Friday 29 August 2014

Rendering Post: Linearizing your depth buffer and simple fog.

Right so enough about tools for now, let's do some rendering work. I hadn't really devoted much time to the renderer for the project, since I've been focusing on the back end and tools. But, tools can be boring to talk about and not terribly useful to the reader, so I added a couple of features to the engine. Let's get started.

Linearizing Your Depth Buffer
An important fundamental step to a lot of graphics techniques is to be able to read the depth of the current pixel from your depth buffer. Well... no shit, but you need to be able to do it properly. When sampling from your depth buffer in the shader, you get a value back in the range [0, 1], and you might assume that 0 is the near plane and 1 is the far plane distance.. but nope, there's a characteristic here that we need to be aware of. What we need is to understand the transformation that the z component of a vertex will undergo and how and why it's interpolated across the surface of the triangle the way it is.

Now here is where it get's potentially confusing. When it comes to the handling of z values, there are two places we get the result 1/z and they are not related. Firstly we use it when it comes to interpolating vertex attributes successfully during rasterization. The second is a consequence of the perspective divide operation.
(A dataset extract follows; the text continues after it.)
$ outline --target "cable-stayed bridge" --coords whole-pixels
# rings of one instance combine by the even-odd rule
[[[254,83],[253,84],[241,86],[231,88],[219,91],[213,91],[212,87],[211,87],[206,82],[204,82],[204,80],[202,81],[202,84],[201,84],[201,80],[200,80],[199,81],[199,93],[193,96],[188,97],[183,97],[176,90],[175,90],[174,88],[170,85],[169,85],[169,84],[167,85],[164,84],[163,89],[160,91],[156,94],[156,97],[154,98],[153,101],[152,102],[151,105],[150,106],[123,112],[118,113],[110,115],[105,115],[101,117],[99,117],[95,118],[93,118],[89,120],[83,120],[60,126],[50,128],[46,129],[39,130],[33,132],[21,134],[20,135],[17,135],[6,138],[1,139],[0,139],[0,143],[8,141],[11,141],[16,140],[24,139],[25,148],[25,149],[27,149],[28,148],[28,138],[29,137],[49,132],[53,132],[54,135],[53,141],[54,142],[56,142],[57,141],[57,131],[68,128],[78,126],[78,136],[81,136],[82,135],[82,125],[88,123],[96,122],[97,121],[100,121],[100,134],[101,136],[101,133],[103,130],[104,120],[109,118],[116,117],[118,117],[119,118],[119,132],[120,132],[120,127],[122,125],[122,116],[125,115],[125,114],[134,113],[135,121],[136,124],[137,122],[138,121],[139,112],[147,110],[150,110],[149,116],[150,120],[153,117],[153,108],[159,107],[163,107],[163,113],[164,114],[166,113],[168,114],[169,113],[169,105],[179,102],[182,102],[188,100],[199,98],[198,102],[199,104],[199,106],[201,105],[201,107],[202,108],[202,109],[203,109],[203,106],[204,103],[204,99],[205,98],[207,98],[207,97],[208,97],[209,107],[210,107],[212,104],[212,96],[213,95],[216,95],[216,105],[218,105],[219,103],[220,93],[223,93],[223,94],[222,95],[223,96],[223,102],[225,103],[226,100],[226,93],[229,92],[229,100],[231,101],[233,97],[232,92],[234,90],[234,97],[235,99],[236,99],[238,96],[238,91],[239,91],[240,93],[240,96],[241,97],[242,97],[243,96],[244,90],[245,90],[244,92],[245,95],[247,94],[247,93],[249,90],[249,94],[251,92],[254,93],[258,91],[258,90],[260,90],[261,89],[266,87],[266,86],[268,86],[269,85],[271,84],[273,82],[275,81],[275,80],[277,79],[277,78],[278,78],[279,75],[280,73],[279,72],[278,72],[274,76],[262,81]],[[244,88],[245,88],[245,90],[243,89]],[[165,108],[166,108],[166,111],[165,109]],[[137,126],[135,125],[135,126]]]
Let's start with the first (I'm going to assume that the you guys are familiar with perspective, our perception of the world, and why we need projection to replicate it in computer graphic. If not, see here). You see, when we go from the abstract three-dimensional description of a triangle to the two-dimensional triangle that gets interpolated across the screen, we suffer from a loss of dimensionality that makes it hard to determine the correct values we need for rendering. We project the three-dimensional triangle onto a two-dimensional plane and then fill it in. But we need to be able to reconstruct the three-dimensional information from the interpolated two-dimensional information.

Here on the left is the standard similar triangles diagram that explains why you divide by z to shrink the x value the farther the point is from the camera. Easy stuff.
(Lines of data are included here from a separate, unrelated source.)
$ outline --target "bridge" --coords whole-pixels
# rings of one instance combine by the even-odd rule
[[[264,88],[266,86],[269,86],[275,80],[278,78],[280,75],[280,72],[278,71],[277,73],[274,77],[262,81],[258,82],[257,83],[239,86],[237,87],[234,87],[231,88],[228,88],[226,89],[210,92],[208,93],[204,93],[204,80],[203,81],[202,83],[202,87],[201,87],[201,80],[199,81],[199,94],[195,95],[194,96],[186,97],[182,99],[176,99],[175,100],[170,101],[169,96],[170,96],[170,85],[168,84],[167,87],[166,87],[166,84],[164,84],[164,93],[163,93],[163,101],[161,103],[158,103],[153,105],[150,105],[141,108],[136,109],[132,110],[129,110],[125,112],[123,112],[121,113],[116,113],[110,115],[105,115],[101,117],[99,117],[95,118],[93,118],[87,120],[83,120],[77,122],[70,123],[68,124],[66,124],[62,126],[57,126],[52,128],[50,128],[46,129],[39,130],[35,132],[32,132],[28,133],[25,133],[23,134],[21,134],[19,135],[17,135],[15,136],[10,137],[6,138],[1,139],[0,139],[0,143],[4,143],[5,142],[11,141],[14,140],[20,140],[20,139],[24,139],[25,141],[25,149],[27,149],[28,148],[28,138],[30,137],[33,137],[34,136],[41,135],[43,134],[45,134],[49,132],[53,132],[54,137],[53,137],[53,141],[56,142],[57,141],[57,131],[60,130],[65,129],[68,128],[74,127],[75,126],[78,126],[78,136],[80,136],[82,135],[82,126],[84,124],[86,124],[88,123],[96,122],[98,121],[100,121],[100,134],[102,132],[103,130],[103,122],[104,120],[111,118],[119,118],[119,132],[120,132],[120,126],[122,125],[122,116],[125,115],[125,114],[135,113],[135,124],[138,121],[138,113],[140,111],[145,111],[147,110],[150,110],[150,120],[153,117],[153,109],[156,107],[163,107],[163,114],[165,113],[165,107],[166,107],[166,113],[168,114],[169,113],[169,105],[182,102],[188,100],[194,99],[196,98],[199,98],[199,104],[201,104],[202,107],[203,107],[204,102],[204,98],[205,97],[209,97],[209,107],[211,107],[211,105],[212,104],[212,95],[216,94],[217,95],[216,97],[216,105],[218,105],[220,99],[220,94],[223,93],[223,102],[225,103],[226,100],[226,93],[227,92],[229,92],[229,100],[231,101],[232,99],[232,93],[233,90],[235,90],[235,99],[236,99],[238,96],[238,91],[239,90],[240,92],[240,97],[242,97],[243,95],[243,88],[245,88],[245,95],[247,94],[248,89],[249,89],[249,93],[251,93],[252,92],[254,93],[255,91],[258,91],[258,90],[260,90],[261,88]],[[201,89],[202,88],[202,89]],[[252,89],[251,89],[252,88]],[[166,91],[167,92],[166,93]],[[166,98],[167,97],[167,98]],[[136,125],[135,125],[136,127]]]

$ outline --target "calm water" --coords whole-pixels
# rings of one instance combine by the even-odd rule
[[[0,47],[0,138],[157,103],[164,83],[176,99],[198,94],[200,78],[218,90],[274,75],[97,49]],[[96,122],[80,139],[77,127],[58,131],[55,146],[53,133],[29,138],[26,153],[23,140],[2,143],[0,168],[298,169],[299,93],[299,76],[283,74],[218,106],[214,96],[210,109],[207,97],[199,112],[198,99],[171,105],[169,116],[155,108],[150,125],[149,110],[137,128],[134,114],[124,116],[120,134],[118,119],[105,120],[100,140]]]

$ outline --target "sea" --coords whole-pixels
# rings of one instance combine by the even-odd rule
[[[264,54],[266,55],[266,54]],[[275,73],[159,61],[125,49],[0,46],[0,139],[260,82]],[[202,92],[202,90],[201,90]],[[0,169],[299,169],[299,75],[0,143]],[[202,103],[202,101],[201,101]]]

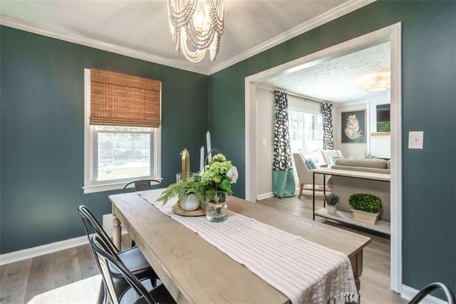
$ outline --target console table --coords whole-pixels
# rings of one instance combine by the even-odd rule
[[[315,216],[324,217],[326,219],[333,219],[341,222],[356,225],[371,230],[375,230],[385,234],[390,235],[390,227],[388,221],[378,220],[375,225],[355,221],[351,212],[346,212],[341,210],[337,211],[337,214],[329,214],[326,208],[326,203],[323,200],[323,208],[315,210],[315,174],[323,174],[323,194],[326,194],[326,175],[336,175],[346,177],[353,177],[361,179],[371,179],[383,182],[390,182],[391,176],[388,173],[375,173],[366,172],[363,171],[342,170],[338,169],[331,168],[318,168],[311,170],[313,174],[313,187],[312,187],[312,216],[315,221]]]

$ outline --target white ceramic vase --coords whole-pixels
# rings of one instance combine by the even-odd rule
[[[200,206],[200,199],[195,194],[188,194],[184,196],[180,203],[180,208],[186,211],[192,211]]]

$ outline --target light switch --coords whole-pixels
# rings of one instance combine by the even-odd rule
[[[408,148],[423,149],[424,132],[411,131],[408,132]]]

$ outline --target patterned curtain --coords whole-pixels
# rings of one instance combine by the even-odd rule
[[[333,105],[328,103],[321,104],[323,114],[323,150],[334,149],[334,137],[333,137]]]
[[[274,91],[276,95],[272,162],[272,192],[278,197],[294,195],[295,184],[290,149],[288,121],[288,98],[284,92]]]

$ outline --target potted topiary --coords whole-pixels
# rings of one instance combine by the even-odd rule
[[[356,193],[350,196],[348,204],[353,207],[351,212],[355,221],[375,224],[382,207],[382,201],[378,196]]]
[[[330,193],[325,194],[325,203],[326,204],[326,211],[329,214],[337,214],[337,204],[339,202],[339,196]]]
[[[182,210],[190,211],[200,207],[200,204],[204,201],[204,192],[201,182],[195,177],[187,178],[168,186],[157,201],[166,204],[171,198],[177,196],[179,205]]]

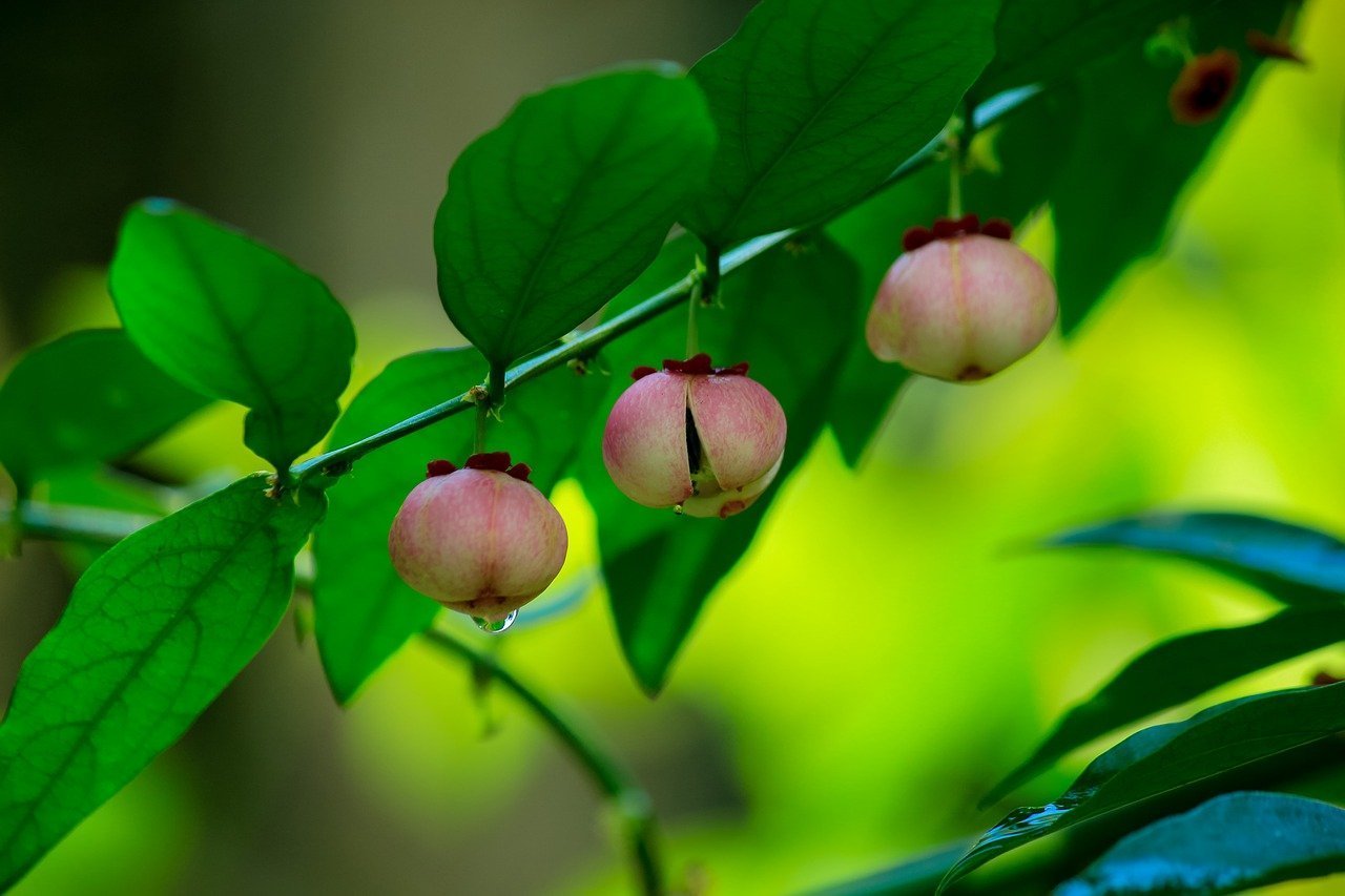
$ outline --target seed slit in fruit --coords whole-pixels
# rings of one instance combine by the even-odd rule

For this quick explanation let's assume that your near plane is set to 1.0, which means we can remove it from the equation. We have:

x' = x / z

which we can manipulate to get the equation

x = x' * z

which is great because it means that we can reconstruct the original view space x from the projected x point by multiplying by the original z value. So as we're interpolating x' during the rasterization process we can find z and recalculate the original x value. We'd be able to recover a 3D attribute from a 2D interpolation. But this assumes that you have z handy, which we don't. We need to find a way to interpolate z linearly across the screen. A linear equation is an equation of the form y = Ax + B

Ignoring what A and B's actual values are for the moment, and substituting for x and z we get:

x = Az + B

but x = x' * z, so

x' * z = Az + B

which. after some manipulation gets us

z = B / (x' - A)

Which is hardly linear.  But now for the magic trick. Take the reciprocal of both sides.
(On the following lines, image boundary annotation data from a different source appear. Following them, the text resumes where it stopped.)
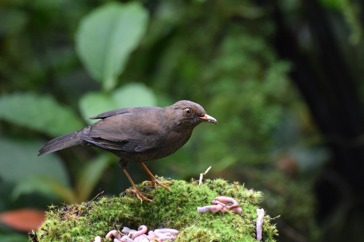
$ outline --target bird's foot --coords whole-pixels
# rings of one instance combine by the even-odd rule
[[[144,199],[153,203],[155,203],[155,202],[154,201],[148,198],[148,197],[153,197],[153,195],[150,194],[148,194],[147,193],[143,193],[136,187],[133,188],[133,189],[127,189],[125,191],[129,192],[132,192],[135,193],[136,195],[136,196],[138,197],[138,198],[140,199],[140,201],[142,202],[143,202],[143,200]]]
[[[152,179],[151,181],[145,181],[143,183],[149,183],[149,184],[153,184],[154,185],[154,187],[155,188],[155,191],[157,191],[157,186],[161,186],[164,187],[169,192],[171,191],[171,189],[169,187],[166,185],[171,185],[171,184],[173,184],[173,182],[171,182],[170,181],[167,181],[165,182],[161,182],[158,180],[157,180],[157,178],[153,177],[151,177]],[[166,184],[166,185],[165,185]]]

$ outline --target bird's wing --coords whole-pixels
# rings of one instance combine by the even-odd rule
[[[116,109],[115,110],[113,110],[111,111],[108,111],[107,112],[103,112],[102,114],[100,114],[98,115],[96,115],[95,116],[94,116],[93,117],[90,117],[90,118],[88,118],[87,119],[104,119],[105,118],[107,118],[108,117],[110,117],[111,116],[114,116],[116,115],[119,115],[120,114],[128,114],[129,113],[129,110],[130,108],[120,108],[120,109]]]
[[[132,112],[105,118],[88,126],[79,135],[100,147],[122,153],[159,148],[163,145],[163,132],[150,116],[153,113]]]

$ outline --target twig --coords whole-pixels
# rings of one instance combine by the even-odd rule
[[[201,173],[200,174],[200,180],[198,182],[198,185],[200,185],[202,184],[202,177],[203,177],[203,175],[206,175],[207,174],[207,173],[209,172],[210,169],[211,169],[211,165],[209,167],[209,168],[207,168],[207,170],[206,170],[206,171],[205,172],[205,173]]]

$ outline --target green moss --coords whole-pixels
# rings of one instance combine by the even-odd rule
[[[173,182],[171,192],[160,187],[156,193],[154,186],[138,185],[141,191],[154,196],[156,204],[145,201],[141,204],[133,193],[124,192],[120,196],[100,197],[62,208],[50,206],[46,220],[36,231],[38,240],[91,241],[97,235],[104,238],[113,229],[121,230],[124,226],[136,229],[144,224],[149,230],[161,227],[178,230],[175,242],[256,241],[255,222],[261,192],[221,179],[206,180],[199,185],[194,181],[171,181]],[[198,206],[211,205],[215,197],[222,196],[236,199],[242,213],[197,213]],[[263,240],[265,241],[275,241],[273,237],[277,235],[271,220],[265,216]]]

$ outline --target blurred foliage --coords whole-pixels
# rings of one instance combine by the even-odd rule
[[[219,124],[199,126],[175,154],[147,163],[152,172],[188,180],[212,165],[207,177],[263,191],[265,209],[281,216],[280,241],[319,238],[313,187],[330,155],[292,83],[291,63],[272,44],[274,4],[121,1],[0,3],[0,211],[84,201],[99,189],[118,194],[129,184],[112,154],[74,147],[37,157],[37,151],[86,126],[84,118],[187,99]],[[297,28],[302,1],[277,1]],[[351,31],[338,41],[350,44],[341,45],[344,58],[362,72],[364,55],[350,56],[364,50],[356,4],[319,2],[339,13],[337,33]],[[298,32],[312,51],[314,38]],[[145,180],[137,164],[129,167],[135,181]],[[5,241],[20,241],[0,229]]]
(1 / z) = (1 / B) * x' - (A / B)

Hey, that's linear!

So, we can interpolate z's reciprocal in terms of x' (we get x' by interpolating across the screen during rasterization). From there, we can just take the interpolated value, and get it's reciprocal again and we'll have z. And from that we can recalculate the interpolated x and y in 3D space. So we've overcome the dimension loss of 2D rasterization. This is applied to all attributes associated to a vertex, things like texture coordinates etc.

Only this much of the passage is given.